According the Brigham Young University/ Thomas Miner Society data, every branch of Miner/Minor family descendants intermarried with people surnamed ‘Young’, and judging by the presence of children named “Brigham”, at least some of these intertwined families were open to Mormon beliefs. So far I was able to find very little census or other civic record information for Daniel S. Young’s father Stephen, other than that he originated from New York state.
According to the Thomas Miner Society, patriarch Thomas’ descendants are well represented in Salt Lake City today:
SALT LAKE CITY — Most Utahns who can find the surname Miner in their genealogy are descendants of Thomas Minor (1608–1690) and Grace Palmer (ca. 1612–1690), early settlers of Massachusetts who later helped found New London and Stonington, Connecticut. Thomas kept a historically valuable diary and had a large posterity. People from several branches of the family migrated to Utah in the 19th century, and there are now thousands of Miner descendants living in Utah and surrounding states….
Most of the Minor/Miner relatives in the Mountain West descend from Thomas and Grace’s sons John and Clement. Many are the descendants of Albert Miner, a third great-grandson of Clement, whose family came to Utah in 1850 (he died en route) or of the brothers Edward, Leonidas, Ephraim and Lewis Mecham (fourth great-grandsons of Clement) who came to Utah in the 1850s. Many others descend from Elmira Pond (third great-granddaughter of John), who came to Utah in 1852 or from her sister Clarissa Pond, who died in 1844 before her children came to Utah. Others are the descendants of Aurelius Miner, a fourth great-grandson of John, who came West as a young lawyer in 1854.

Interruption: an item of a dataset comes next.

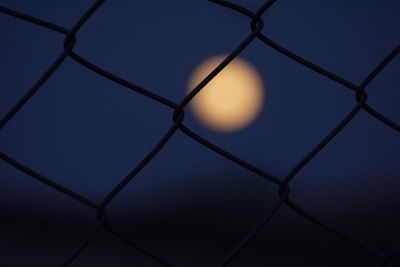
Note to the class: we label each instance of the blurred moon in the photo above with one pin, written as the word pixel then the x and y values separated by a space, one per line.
pixel 230 101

One could view Napoleon Bonaparte Latta’s transfer to Monroe as his taking captainship of a “stay behind operation” of VT/NY counterfeiters who bridged the gulf between Mormon and mainstream society. When the Bonelatta Gang hit their stride, they did not specialize in the currency of local banks, but those from banks in upstate New York— i.e. the old stomping ground of the Smith network. The apparently peaceful coexistence of the two Midwest counterfeiting gangs with shared territories suggests that there was continued cooperation, if not mutual religious beliefs, between old Vermont friends into the 1870s. One could make the case, however, that Monroe’s Unitarian Universalists shared the same Protestant religious radical influences with Joseph Smith Jr.’s ‘pilgrim’ religion.